Grey skies and electric light
Por algum capricho do destino, ou devido à influência de um aziago astro que veio a amargar o meu nascimento (como querem crer alguns), passei boa parte de minha existência repetindo o mantra: “A vida dói”.
E como não haveria de doer? Alguns parecem senti-lo menos que outros – mas ninguém vem ao mundo de livre e espontânea vontade. Um demiurgo cruel lança-nos à Terra sem que o peçamos, e não há um único ser humano que não seja forçado a passar por uma série de percalços a fim de garantir sua subsistência, só para ser retribuído com a morte, que invalida grande parte de suas conquistas terrenas. Existir não passa de uma sucessão de fracassos e alguns ocasionais sucessos – e por muito tempo acreditava que tais sucessos não bastavam para diluir a agonia dos fracassos. A vida dói – irremediavelmente. E várias vezes pude constatá-lo por conta própria.
Entretanto, certas verdades absolutas não são de todo absolutas, e apenas aguardam por um fato que venha a contradizê-las; graças a uma agradável catarse que a banda canadense Woods of Ypres veio a proporcionar-me, pude mudar meu raciocínio para “A vida de fato dói, mas possui seus momentos de beleza que devem ser admirados quando surgem”. Aqueles que já conhecem tal banda de antemão devem estar familiarizados com a temática lúgubre de suas canções, e mais ainda com a tragédia que veio a ceifar precocemente a vida do vocalista David Gold – mas tamanho infortúnio veio a trazer uma beleza sem par ao último álbum lançado por eles, “Grey Skies and Electric Light”, sobre o qual haverei de discorrer presentemente.
A começar pelo título, é um álbum que tenta invocar os encantos e as decepções da vida moderna nestas metrópoles do século XXI – encantos e decepções estes aos quais não estou alheio, tendo visto em primeira mão as decadentes formosuras das sœurs São Paulo e Kishinev. A atmosfera que a sonoridade tenta transmitir replica o dia a dia apressado e deprimente numa plúmbea cidade, com um ocasional glimpse de algo belo, que haveria de passar despercebido aos olhos de quem preocupa-se apenas com o que é cinza.

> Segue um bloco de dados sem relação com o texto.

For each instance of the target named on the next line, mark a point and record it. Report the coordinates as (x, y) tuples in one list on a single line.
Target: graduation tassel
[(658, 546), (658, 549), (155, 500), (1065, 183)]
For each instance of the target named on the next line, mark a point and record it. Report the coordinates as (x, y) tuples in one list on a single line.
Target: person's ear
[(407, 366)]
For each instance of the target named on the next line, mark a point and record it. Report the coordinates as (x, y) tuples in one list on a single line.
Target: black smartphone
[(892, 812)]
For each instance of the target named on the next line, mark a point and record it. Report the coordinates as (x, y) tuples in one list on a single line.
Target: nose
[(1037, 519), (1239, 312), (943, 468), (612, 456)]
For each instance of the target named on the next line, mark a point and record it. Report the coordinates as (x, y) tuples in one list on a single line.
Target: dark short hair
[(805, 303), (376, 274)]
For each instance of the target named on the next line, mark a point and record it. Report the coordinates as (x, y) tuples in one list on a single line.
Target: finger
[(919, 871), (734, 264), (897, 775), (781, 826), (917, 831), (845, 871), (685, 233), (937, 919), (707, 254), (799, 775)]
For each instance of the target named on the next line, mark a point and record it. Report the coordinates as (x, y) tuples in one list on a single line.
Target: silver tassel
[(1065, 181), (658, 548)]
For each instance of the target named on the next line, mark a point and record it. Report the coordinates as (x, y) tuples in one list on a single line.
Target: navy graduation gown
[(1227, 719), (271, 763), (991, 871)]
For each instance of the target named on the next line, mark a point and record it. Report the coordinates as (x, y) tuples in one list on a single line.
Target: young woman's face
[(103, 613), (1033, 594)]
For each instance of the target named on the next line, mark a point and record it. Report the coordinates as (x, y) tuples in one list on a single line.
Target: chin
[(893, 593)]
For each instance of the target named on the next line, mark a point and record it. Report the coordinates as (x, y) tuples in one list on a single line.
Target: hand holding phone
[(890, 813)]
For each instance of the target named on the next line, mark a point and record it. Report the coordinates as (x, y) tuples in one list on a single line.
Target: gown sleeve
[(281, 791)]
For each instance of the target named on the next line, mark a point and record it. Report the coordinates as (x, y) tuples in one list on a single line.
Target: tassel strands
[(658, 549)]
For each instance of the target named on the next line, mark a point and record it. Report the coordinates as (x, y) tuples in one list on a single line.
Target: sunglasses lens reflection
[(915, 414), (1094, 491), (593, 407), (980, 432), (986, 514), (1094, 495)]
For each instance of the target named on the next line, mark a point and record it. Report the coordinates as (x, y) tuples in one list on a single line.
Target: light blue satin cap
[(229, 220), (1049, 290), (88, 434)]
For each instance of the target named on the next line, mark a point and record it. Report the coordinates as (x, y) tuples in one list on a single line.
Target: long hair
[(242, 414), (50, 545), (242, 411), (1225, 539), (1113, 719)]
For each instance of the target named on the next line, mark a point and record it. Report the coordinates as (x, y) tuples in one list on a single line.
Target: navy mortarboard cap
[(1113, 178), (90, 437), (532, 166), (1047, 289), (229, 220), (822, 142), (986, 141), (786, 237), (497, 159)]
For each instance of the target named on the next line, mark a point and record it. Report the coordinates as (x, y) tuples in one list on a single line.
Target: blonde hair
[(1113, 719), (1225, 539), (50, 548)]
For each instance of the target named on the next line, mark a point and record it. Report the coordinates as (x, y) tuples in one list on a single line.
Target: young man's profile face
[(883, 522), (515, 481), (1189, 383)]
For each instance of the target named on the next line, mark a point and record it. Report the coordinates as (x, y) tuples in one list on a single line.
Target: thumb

As canções em si, longe de serem totalmente otimistas, não são de todo melancólicas: claro que há “Modern-Life Architecture” e sua narrativa de um plano constantemente demolido pelo fato da vida ser dura, mas “Death Is Not an Exit” e “Career Suicide (Is Not Real Suicide)” oferecem um contraponto deveras motivacional.
A primeira exorta o leitor a respeitar seu corpo durante sua passagem pela Terra, já que não existe um pós-vida e a morte é só uma chama que se apaga – não passamos de um punhado de átomos zanzando pelo cosmo a esmo até que o pó nos chame de volta. Mas em quê isto nos impede de fazermos nossos anos valerem a pena do melhor modo possível?
A segunda contém, sem sombra de dúvidas, uma das maiores lições à humanidade que alguém poderia dar: só porque nossos sonhos morrem, não quer dizer que haveremos de seguir com eles. A vida não se baseia apenas na busca desenfreada por sucesso – tudo, no final, converge à morte, mas até que ela venha, por que não passarmos mais tempo apreciando a existência em si (mesmo com todas as suas mazelas) em vez de chorar por tudo aquilo que não dá certo? “Los sueños, sueños son” – quando um sonho morre, sempre haverá outro para substitui-lo. Quantos sonhos eu mesmo não sepultei, suas lápides ladeando a estrada da literatura que há mais de uma década venho trilhando, esfalfado!
O fato de ser um álbum lançado postumamente contribui ainda mais ao efeito da mensagem da efemeridade da vida – sendo ela boa ou não. O Sr. Gold veio a falecer inesperadamente, mas deixou como seu legado este álbum tão oportuno e cirúrgico para guiar nossa jornada por este mundo de “céus cinzentos e luz elétrica”; e não sei se pode existir outro acontecimento que consegue ser, simultaneamente, tão trágico e tão bonito. Quer um pós-vida exista ou não, aproveito o ensejo para agradecer o Sr. Gold, onde quer que esteja, por relembrar-me de que a vida dói – sim, a vida dói, mas esta mesma dor é que faz aquilo que é bom valer ainda mais a pena; é a dor que amplifica nossa sensibilidade para que apreciemos o prazer, como vim a comprovar tantas vezes em minhas peregrinações.
“A vida é um fado, mas tem seus pandeiros e mil tamborins.”